I am doing many classifications in a row. In each iteration, I select a subset of my data randomly and perform classification. My results were quite poor (accuracy ~ 0.6). I realized that in each iteration my training dataset is not balanced. I have a lot more class 0 data than class 1; so in a random selection, there tends to be more data from class 0.

So, I modified the selection procedure: I randomly select a N data points from class 1, then select N data points from class 0, then concatenate these two together (so the label order is like [1111111100000000] ). Finally, I shuffle this list to mix the labels before feeding it to the network.

The problem is, with this new data selection, my gpu runs out of memory within seconds. This was odd since with the first data selectin policy the code ran for tens of hours.

I retraced my steps: Turns out, if I do not shuffle my data in the end, meaning, if I keep the [1111111100000000] order, all is well. If I do shuffle the data, I need to reduce my batch_size by a factor of 5 or more so the code doesn't crash due to running out of gpu memory.

Any idea what is happening here? Is this to be expected?


Solution

  • I found the solution to my problem.

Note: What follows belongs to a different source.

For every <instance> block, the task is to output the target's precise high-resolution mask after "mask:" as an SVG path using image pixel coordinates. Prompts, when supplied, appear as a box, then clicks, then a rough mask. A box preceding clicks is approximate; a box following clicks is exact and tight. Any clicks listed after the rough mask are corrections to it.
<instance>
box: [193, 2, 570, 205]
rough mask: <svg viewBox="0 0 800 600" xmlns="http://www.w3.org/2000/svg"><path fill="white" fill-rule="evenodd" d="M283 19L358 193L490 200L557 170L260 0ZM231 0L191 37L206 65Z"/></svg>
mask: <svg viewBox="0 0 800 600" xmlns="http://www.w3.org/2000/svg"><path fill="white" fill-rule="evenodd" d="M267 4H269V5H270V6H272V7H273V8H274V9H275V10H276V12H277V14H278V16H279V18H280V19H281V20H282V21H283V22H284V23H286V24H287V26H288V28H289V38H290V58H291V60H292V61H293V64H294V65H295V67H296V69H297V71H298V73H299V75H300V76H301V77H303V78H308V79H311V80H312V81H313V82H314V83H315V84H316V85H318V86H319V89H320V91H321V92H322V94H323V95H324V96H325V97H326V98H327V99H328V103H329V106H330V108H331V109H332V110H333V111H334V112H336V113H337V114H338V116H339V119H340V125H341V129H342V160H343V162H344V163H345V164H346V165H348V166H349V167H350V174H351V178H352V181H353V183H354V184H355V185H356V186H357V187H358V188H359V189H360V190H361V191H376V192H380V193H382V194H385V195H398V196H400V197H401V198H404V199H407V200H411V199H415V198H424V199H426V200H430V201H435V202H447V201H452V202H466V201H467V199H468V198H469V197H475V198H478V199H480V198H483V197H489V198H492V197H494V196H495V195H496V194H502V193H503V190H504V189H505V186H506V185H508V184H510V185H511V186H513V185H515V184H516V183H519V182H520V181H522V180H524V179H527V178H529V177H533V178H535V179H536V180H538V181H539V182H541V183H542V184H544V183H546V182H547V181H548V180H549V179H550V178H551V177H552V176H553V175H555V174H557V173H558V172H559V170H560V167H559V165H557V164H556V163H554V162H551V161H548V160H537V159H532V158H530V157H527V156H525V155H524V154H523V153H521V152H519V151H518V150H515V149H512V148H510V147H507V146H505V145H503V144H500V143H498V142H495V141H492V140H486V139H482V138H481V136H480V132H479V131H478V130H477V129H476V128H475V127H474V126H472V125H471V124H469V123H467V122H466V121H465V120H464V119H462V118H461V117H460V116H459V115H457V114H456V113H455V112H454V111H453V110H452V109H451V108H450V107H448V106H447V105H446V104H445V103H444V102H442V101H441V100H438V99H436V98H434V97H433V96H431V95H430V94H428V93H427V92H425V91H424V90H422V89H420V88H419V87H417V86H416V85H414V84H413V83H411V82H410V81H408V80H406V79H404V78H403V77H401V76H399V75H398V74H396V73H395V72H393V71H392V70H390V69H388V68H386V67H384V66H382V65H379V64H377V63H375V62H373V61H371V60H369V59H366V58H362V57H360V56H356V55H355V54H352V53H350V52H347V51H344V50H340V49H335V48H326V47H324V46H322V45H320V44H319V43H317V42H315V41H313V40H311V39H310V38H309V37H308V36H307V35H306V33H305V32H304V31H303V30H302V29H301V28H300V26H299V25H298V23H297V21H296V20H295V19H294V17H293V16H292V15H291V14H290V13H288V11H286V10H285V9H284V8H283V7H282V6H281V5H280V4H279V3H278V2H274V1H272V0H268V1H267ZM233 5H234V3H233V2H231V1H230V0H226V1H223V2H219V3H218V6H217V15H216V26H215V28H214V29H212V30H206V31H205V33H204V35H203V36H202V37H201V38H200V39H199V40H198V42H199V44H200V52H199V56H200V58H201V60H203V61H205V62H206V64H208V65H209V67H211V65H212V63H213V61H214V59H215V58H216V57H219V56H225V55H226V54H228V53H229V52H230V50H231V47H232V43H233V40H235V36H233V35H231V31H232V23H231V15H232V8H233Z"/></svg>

But I don't really understand the details of why it works: When trying to choose a batch_size at first, I chose 90. 64 was slow, I was worried 128 was going to be too large, and a quick googling let me to believe keeping to powers of 2 shouldn't matter much. Turns out, it does matter! At least, when your classification training data is balanced. As soon as I changed my batch_size to a power of 2, there was no memory overflow. In fact, I ran the whole thing on a batch_size of 128 and there was no problem :)